When it comes to deciding on a job offer, the number of annual leaves offered can be a deal breaker. With increasing number of organisations across the world offering ‘unlimited paid leave’ or ‘unlimited paid time off’, you would think you’ve hit gold when your potential future employer falls under that category. After all, being able to take unlimited leaves without taking a paycut sounds too good to be true. Is it? Maybe.
Read on to find out which organisation – the one with unlimited paid leaves or fixed yearly leaves – suits you the most and why.
Unlimited leaves: What works
- Inculcates a culture based on trust: When Virgin Group founder Richard Branson announced that around 170 employees of his company will be able to take as many paid leaves as they want, whenever they want, he was quoted saying, “Treat people as human beings, give them that flexibility, and I don’t think they’ll abuse it. They’ll get the job done.” When your super boss says that, you know the overall culture of the organisation is based on trust and respect. So, instead of misusing the privilege, you will want to do your best to not break that trust.
- Improves teamwork: The smooth functioning of teams is key to the success of any company. With the freedom to take unlimited leaves, it is obvious that the closeness between team members would increase. They will have to pitch in for the one who is on leave, knowing that the others will do the same when they are on a holiday. Instead of treating it as an obligation, team members will be happy to oblige.
- Avoids the year-end holiday rush: Remember how you had to let your yearly leaves lapse (with a heavy heart) last year as your colleague applied for leaves long before you did? It happens to the best of us. In case you have the freedom to take unlimited leaves, you will not have to ‘save’ your leaves for something unexpected and thus avoid the year-end rush when everyone wants to use up their pending leaves.
Unlimited leaves: What does not work
- You might actually end up taking fewer days off: Now this might come as a surprise to many! As ironic as it sounds, you end up taking fewer and shorter vacations when you are offered unlimited paid leave. Most employees feel quite overwhelmed and avoid the risk of going too far at all cost.
- You might fall for peer pressure: Since nobody in the company really knows the right number of days to take off annually, everyone waits for the other to make the move. So, if your senior or team members do not take too many leaves (for whatever reasons!), you might get into the pressure to stick to that low number too. So, in the end, you might miss the stipulated leave policy where everyone ought to take a fixed number of days off.
- You might risk your promotion or appraisal: If you do not believe in working in tandem with your team and go ahead and take many, many days off, it might postpone your promotion. Moreover, it could diminish the chances of you getting a solid increment. That’s because others, including your seniors, might end up feeling you are not dedicated or responsible enough. HHmmpphh! So much for the freedom to take unlimited leaves!

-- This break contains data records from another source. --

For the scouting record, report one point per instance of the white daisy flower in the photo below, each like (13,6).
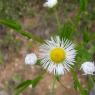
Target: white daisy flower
(57,55)
(88,68)
(50,3)
(31,59)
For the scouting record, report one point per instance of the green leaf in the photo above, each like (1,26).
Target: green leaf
(67,30)
(18,28)
(20,88)
(11,23)
(77,83)
(83,4)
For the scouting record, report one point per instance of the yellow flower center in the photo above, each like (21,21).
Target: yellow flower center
(57,55)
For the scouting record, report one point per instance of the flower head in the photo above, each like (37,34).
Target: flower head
(50,3)
(57,55)
(88,67)
(31,59)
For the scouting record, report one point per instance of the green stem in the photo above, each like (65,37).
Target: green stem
(57,19)
(53,86)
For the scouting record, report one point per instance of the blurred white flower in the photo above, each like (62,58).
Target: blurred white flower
(57,55)
(50,3)
(88,68)
(31,58)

A few organisations giving unlimited leaves:
- General Electric
- Grant Thornton
Fixed leaves: What works
- You will definitely try to take the allotted fixed number of days off: Since your organisation has assigned a particular number of paid leaves to you, you will try your best to utilise them. This will help you plan your leaves well in advance so that it does not affect your workflow. Everyone in the organisation is allowed to take a set number of leaves. So, planning your leaves will not be a topic of discussion during appraisals.
- You could be entitled to leave encashment at year-end: Most organisations have a policy wherein employees who do not utilise a particular number of leaves can cash them at the end of the year. This benefit would not be applicable to organisations offering unlimited paid leaves.
- You would be more satisfied: If your organisation offers unlimited leaves, it is obvious that some employees will end up taking more leaves than the rest. This might create some sort of dissatisfaction among those who did not take more leaves. So, in a scenario where everyone takes or can take the same number of paid leaves, employees would feel they are all being treated fairly.
Fixed Leaves: What does not work
- Not enough flexibility: Since you will have a fixed number or sick leaves and privilege leaves, you will have to use them frugally and carefully. If you exhaust your sick leaves, taking unplanned holidays won’t be encouraged.
- Lack of loyalty: Allocating limited leaves to employees may indicate that your organisation does not trust you enough to take adult decisions. This might diminish the overall morale of employees and impact their loyalty.
- Not exciting enough: Having fixed paid leaves is so old school (and boooring!). When an organisation offers unlimited paid leaves, there is a sense of excitement to it! So, while the implementation of this policy might differ from one company to another, it looks super cool on paper. Unfortunately, having fixed leaves is not as attractive.